Myths And Facts About TollsMarch 27, 2018
With all of the myths and misconceptions about what the implementation of tolls will mean for Connecticut, today’s tolls are not the dangerous, traffic-jamming devices of the past, and funds collected through tolls must be spent on transportation related expenses as per federal law. Read on for more information.
Myth: “Federal Guidelines Will Not Allow Tolls”
FACT: Federal laws allow tolling on Interstate highways under several different provisions and special programs. One option available to CT is the Value Pricing Pilot (VPP) program. CT is one of 15 states designated by the Federal Highway Administration (FHWA) to be able to use this provision to implement tolls.
Myth: “A Study Should Be Done First”
FACT: Implementing tolls is like implementing any capital project for CTDOT. Environmental approvals, rights-of-way, design, and federal approval all have to be completed before putting a transportation project out to bid. This happens before implementation and operation.
Myth: “If CT Reinstitutes Tolls On I-95 Would Ct Be Required To Repay the FHWA For Federal Funds
Received For I-95 Since The Removal Of Tolls”
FACT: Repayment would not be required if CT restores tolling under the terms of the VPP Program, or any other current Federal tolling program.
Myth: “The State Will Lose Federal-Aid Formula Funds For Any Section Of Highway That Is Part Of
The Tolling System”
FACT: Should CT decide to toll a highway under the VPP program – or any authorized FHWA tolling program under current law – CT will NOT receive less highway funding as a result. In fact, CT might be able to take credit for its new toll highway expenditures as a “soft match” for Federal-aid funds spent elsewhere in its program.
Myth: “No Proof Tolls Would Raise Enough Revenue”
FACT: CTDOT conducted two detailed studies under the VPP program, and the analyses demonstrated that tolling in congested corridors could raise substantial revenue as well as help reduce congestion. For example, it is estimated that tolls along I-95 and Route 15 from NY to New Haven would generate net revenues of about $366 million annually.
Myth: “Toll Money Will Be Used For Non-Transportation Related Expenses”
FACT: Both Federal and state law restrict the use of toll revenue to specified transportation-related purposes. For example, under federal law, toll revenue must be used first on the facility being tolled, including (1) debt service for the tolled road; (2) a reasonable return on investment of any private person financing the road; (3) road maintenance, operating, and improvement costs; and (4) if applicable, payments that the entity that controls tolling revenue owes to another party under a public-private partnership agreement (23 U.S.C. § 129(a)(3)(A)).
FACT: The toll system will be an all-electronic system, similar to the one recently installed on the Mass Pike. These electronic systems use EZPass readers and cameras mounted on a gantry that spans over the highway (pictured below are examples). This eliminates traffic delays and accidents common to old toll booth collection systems.

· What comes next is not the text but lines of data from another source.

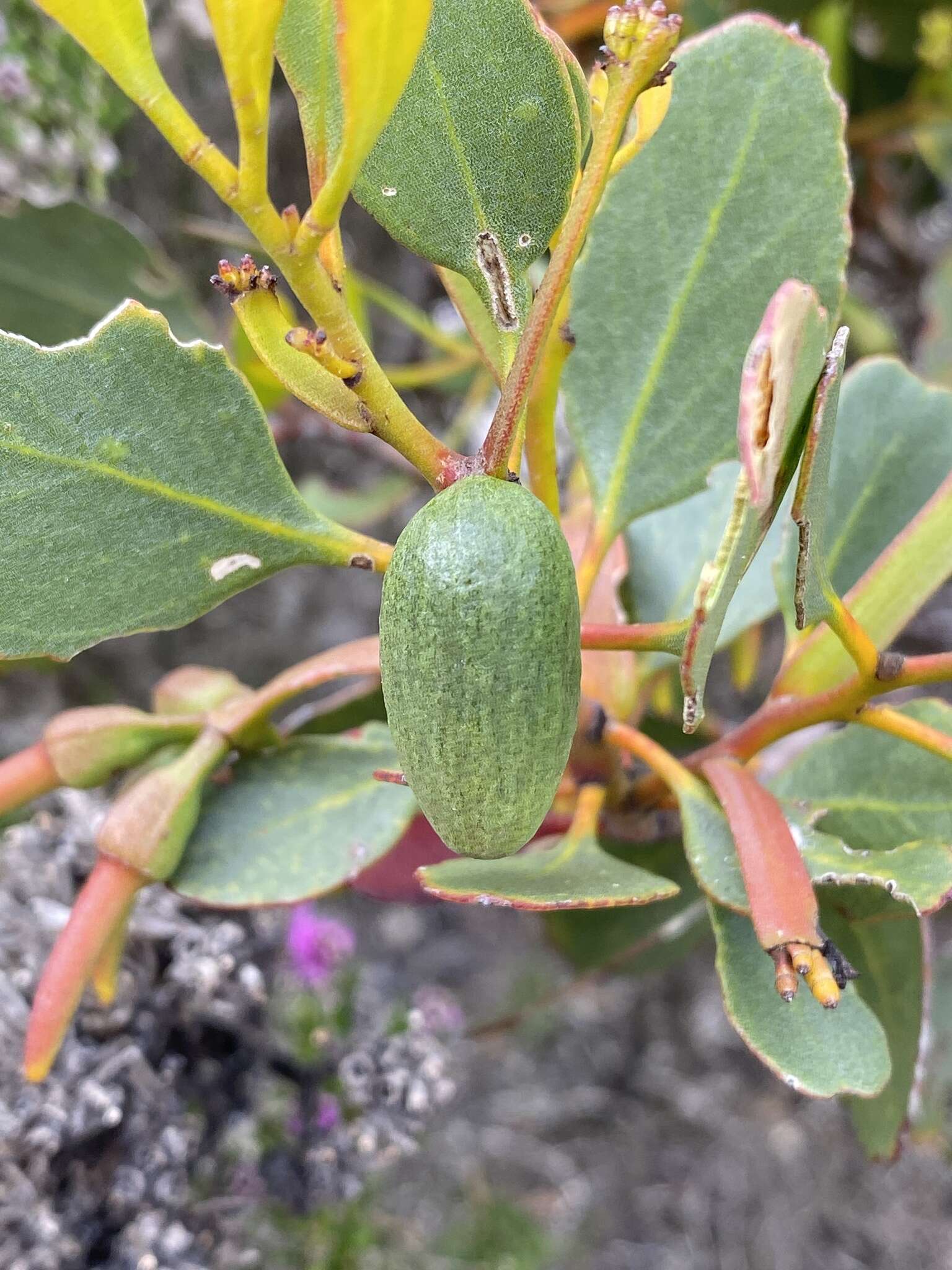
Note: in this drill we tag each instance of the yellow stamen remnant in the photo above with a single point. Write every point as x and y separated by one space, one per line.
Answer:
801 957
821 982
785 980
315 343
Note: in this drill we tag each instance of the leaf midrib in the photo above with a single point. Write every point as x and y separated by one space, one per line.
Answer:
169 493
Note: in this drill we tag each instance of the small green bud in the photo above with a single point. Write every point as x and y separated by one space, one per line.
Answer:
196 690
150 824
90 745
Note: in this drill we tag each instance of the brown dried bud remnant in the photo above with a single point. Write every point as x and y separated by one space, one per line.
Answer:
236 280
889 666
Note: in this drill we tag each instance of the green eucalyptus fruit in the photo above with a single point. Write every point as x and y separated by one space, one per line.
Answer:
480 660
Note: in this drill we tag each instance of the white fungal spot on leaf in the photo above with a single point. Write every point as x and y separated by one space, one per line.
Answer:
231 564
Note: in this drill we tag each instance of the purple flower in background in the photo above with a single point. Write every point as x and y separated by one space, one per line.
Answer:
328 1113
318 945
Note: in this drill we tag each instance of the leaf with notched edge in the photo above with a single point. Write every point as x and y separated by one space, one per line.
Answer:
744 184
875 790
552 874
139 488
66 267
296 822
818 1052
475 168
813 586
884 940
777 385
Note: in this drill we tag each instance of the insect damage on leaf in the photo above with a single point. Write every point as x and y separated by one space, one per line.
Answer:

FACT: Out-of-State drivers will no longer get a free ride while driving through our state. 30% of toll revenues would be paid by out- of state drivers. Allowing out-of-state drivers to help shoulder the burden of the roads and bridges they also use.
FACT: Unlike the gas tax, tolls offer a sustainable long-term solution for funding Connecticut’s future transportation system. A sustainable funding solution for our transportation system will mean improvement projects will move forward, leading to better and safer commute times for travelers.